CMC Limited
- Type: Subsidiary
- Industry: Information technology
- Founded: 26 December 1975; 50 years ago
- Defunct: 1 October 2015; 10 years ago
- Fate: Merged with TCS
- Headquarters: New Delhi, India
- Area served: Worldwide
- Key people: N Chandrasekaran (Chairman) R.Ramanan (CEO & MD) JK Gupta (CFO)
- Services: IT services, IT consulting
- Revenue: ₹25,135 million (US$260 million) (2014-15)
- Net income: ₹2,771 million (US$29 million) (2014-15)
- Number of employees: 12,665 (2014-15)
- Parent: Tata Consultancy Services
- Subsidiaries: CMC Americas Inc.
- Website: www.cmcltd.com

= CMC Limited =

Indian technology services company

CMC Limited was an information technology services, consulting and software company owned by Government of India headquartered in New Delhi, India . In 2001, CMC was sold by Government of India to Tata Consultancy Services and its owner, the Tata Group by the Indian Government.

==History==
CMC was incorporated on 26 December 1975, as the 'Computer Maintenance Corporation Private Limited'. The Government of India (GoI) held 100 percent of the equity share capital. On 19 August 1977, it was converted into a public limited company, again wholly owned by the GoI.

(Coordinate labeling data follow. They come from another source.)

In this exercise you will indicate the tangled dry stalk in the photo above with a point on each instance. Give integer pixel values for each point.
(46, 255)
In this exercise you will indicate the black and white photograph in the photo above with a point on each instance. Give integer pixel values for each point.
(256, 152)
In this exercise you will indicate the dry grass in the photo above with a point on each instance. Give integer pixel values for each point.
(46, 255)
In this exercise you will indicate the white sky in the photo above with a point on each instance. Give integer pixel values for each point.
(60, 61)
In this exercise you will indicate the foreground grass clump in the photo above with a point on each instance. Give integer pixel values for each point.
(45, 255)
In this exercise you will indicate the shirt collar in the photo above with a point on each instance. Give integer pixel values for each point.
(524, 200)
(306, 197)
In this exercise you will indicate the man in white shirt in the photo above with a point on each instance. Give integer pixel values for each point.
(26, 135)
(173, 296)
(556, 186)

In October 2001, CMC was privatized by the GoI, and was divested to a leading Indian IT firm, Tata Consultancy Services (TCS), which is the largest software services company in Asia.

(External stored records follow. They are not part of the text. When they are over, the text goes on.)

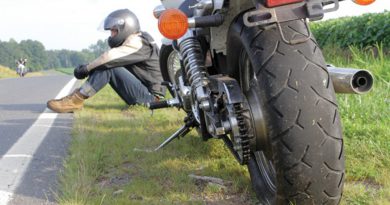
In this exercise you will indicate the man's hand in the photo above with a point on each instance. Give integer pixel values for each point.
(80, 72)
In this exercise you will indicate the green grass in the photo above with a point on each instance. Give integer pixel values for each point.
(7, 73)
(108, 161)
(366, 120)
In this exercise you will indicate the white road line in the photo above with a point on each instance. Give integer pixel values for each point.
(15, 162)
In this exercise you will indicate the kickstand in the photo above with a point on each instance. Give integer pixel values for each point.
(185, 129)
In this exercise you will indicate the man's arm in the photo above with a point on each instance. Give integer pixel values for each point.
(131, 51)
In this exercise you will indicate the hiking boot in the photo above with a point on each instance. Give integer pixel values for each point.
(70, 103)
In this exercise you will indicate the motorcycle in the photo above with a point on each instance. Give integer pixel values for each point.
(249, 72)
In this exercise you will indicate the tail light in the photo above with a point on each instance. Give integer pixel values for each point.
(363, 2)
(173, 24)
(273, 3)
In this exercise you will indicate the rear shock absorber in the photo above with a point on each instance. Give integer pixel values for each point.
(195, 70)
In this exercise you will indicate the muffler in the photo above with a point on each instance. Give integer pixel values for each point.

In 1977, the Janata Party government took office in India. US-based MNCs which were operating in India were told to shut shop and ship out. IBM was one of the companies told to leave. In 1978, CMC took over the maintenance of IBM installations at over 800 locations around India. Subsequently, it also took over the maintenance of computers supplied by other (non-IBM) foreign players.

As early as 1980, CMC anticipated the way the world was moving and noted the market requirement for IT system improvements. It directed its efforts to respond to the government's activities and needs for such services. 'Project Interact' (International Education and Research for Applications of Computer Technology), a United Nations project involving design, development, and systems-engineering of computer-based systems applications in the areas of power distribution, railway freight operations management and meteorology transitioned the company from a hardware maintenance company to a broad IT solutions provider. CMC later expanded its services to systems integration, interfacing, installation, commissioning, software development, as well as education and training. CMC's R&D facility was set up in 1982 at Hyderabad.

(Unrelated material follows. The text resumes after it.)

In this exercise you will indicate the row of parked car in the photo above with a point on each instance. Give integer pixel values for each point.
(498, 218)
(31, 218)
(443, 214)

CMC was renamed CMC Limited (Computer Maintenance Corporation) in August 1984. CMC Limited has the credit of introducing computer applications at a mass scale in the late 80s with its design and deployment of Indian Railways Reservation System IMPRESS (Integrated Multi-train Passenger Reservation System) in New Delhi on 15 October 1985. It went on to become a huge success, eventually deployed all over India, serving over half a million transactions every single day and cutting wait times for passengers drastically. CMC also followed it up with the design of ARTS (Advanced Railway Ticketing System) for unreserved ticketing.

Following a spurt in the global demand for IT services in the early 1990s, particularly in the United States, CMC decided to expand its operations and market its product and service offerings in these markets. Towards this end, in 1991, CMC acquired Baton Rouge International Inc, USA (it was subsequently renamed CMC Americas, Inc, in 2003), one of the first cross-border acquisitions by an Indian IT firm.

In 1992, the Indian government divested 16.69 per cent of CMC's equity to the General Insurance Corporation of India and its subsidiaries who, in turn, sold part of their stake to the public in 1996. In 1993, CMC's shares were listed on the Hyderabad Stock Exchange and the Bombay Stock Exchange (BSE).

To service and develop its clientele in the UK and Europe, CMC opened a branch office in London in 2000.

===Privatization===
In 2001, the government divested 51 percent of CMC's equity to Tata Sons Ltd, through a strategic sale, and CMC became a part of the Tata group.

In 2003, in line with its strategy of offering its products and services globally, CMC opened a branch office in Dubai to tap the hitherto unexplored markets of West Asia and Africa.

In 2004, the government disinvested its remaining 26.5 per cent stake in CMC to the public.

On 16 October 2014, thirteen years after the Tatas had acquired a majority stake in CMC, the Board of Directors of CMC decided to merge the company into Tata Consultancy Services Limited. The merger took effect on 1 October 2015.
CMC employees become TCS employees with same CMC daily wage package.